MATERIALS AND METHODS

Study subjects

Human sera samples were obtained from the Rheumatic Fever Risk Factors (RF RISK) study conducted in New Zealand between 2014–2017 (Baker et al. 2019). This study included sera from participants recruited in the first 18 months (September 2014–April 2016) of enrolment. All participants (or their proxies) provided written informed consent and the protocols had appropriate ethical board approval (HDEC 14/NTA/53). Acute rheumatic fever patients were diagnosed according to the New Zealand modification of the Jones criteria (Atatoa-Carr et al. 2008) and healthy control samples were obtained from participants matched for age, ethnic identification, area-based measures of sociodemographic deprivation (as assessed by the New Zealand Deprivation Index score (Salmond et al. 2006)) and geographic area (district health board region in which the subject resides).

Recombinant Scl proteins

Recombinant streptococcal collagen‐like proteins (rScl) were produced in Escherichia coli using the Strep‐Tag II expression and purification system (IBA‐GmbH) as described (Xiao et al. 2015; Lukomski and McNitt 2020). Escherichia coli strains carrying pASK-IBA2 plasmids encoding full-length (FL) Scl1.1 protein (rScl1.1-FL), collagen-like (CL) domain (rScl1.1-CL) and N-terminal variable (V) domain (rScl1.1-V) from the emm1 GAS genotype (GenBank accession number AF252861) were fused to a C-terminal Strep-Tag II octapeptide motif (WSHPQFEK) as reported (Han et al. 2006) and utilized for periplasmic expression followed by affinity chromatography purification with Strep-Tactin Sepharose.

Collagen peptides

Collagen I and collagen IV mimetic peptides were synthesized using the Biotage (Uppsala, Sweden) Initiator + Alstra Automated Microwave Peptide Synthesizer according to published protocols (Madhan et al. 2008; Okuyama et al. 2012; Xiao et al. 2015), with sequence details shown in Table S1 (Supporting Information). The collagen I peptide forms a homotrimer, while for collagen IV two separate peptides (designated A and B) are mixed in a ratio of 2A:1B for formation of heterotrimeric structure. Collagen I peptide and collagen IV peptide B were synthesized with an N-terminal biotin and the predicted mass of each peptide was verified using an Agilent Technologies (Santa Clara, CA) 6120 mass spectrometer employing electrospray ionization in the positive mode. Triple helical conformation was confirmed by circular dichroism spectroscopy (Jasco-J815 spectropolarimeter) as previously described (Parmar et al. 2012; Xiao et al. 2015).

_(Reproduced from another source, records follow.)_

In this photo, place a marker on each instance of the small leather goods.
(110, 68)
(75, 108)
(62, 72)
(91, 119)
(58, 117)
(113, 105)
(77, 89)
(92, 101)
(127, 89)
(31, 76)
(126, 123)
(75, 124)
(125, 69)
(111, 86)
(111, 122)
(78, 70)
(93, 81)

Enzyme-linked immunosorbent assays (ELISA)

For the Scl proteins ELISA were performed using Strep-Tactin coated plates (IBA-GmbH) that capture antigens via the Strep-Tag II tag as previously published (Hoe et al. 2007). Briefly, proteins (rScl1.1-FL, rScl1.1-CL and rScl1.1-V) were diluted to 0.5 µM in Phosphate Buffered Saline (PBS) for coating. After washing, serum was added at 1:200 in 0.1% Tween 20 in PBS (PBST) supplemented with 5% skim milk powder and incubated for 1 h at room temperature. Following a further three washes, human IgG binding was detected with a 1:3000 dilution of goat anti-human IgG conjugated to horse radish peroxidase (Santa Cruz, Texas, USA). The 3,3′,5,5′-Tetramethylbenzidine (TMB) was used as a substrate, reactions were stopped with 1M Hydrochloric acid and absorbance read at 450 nm.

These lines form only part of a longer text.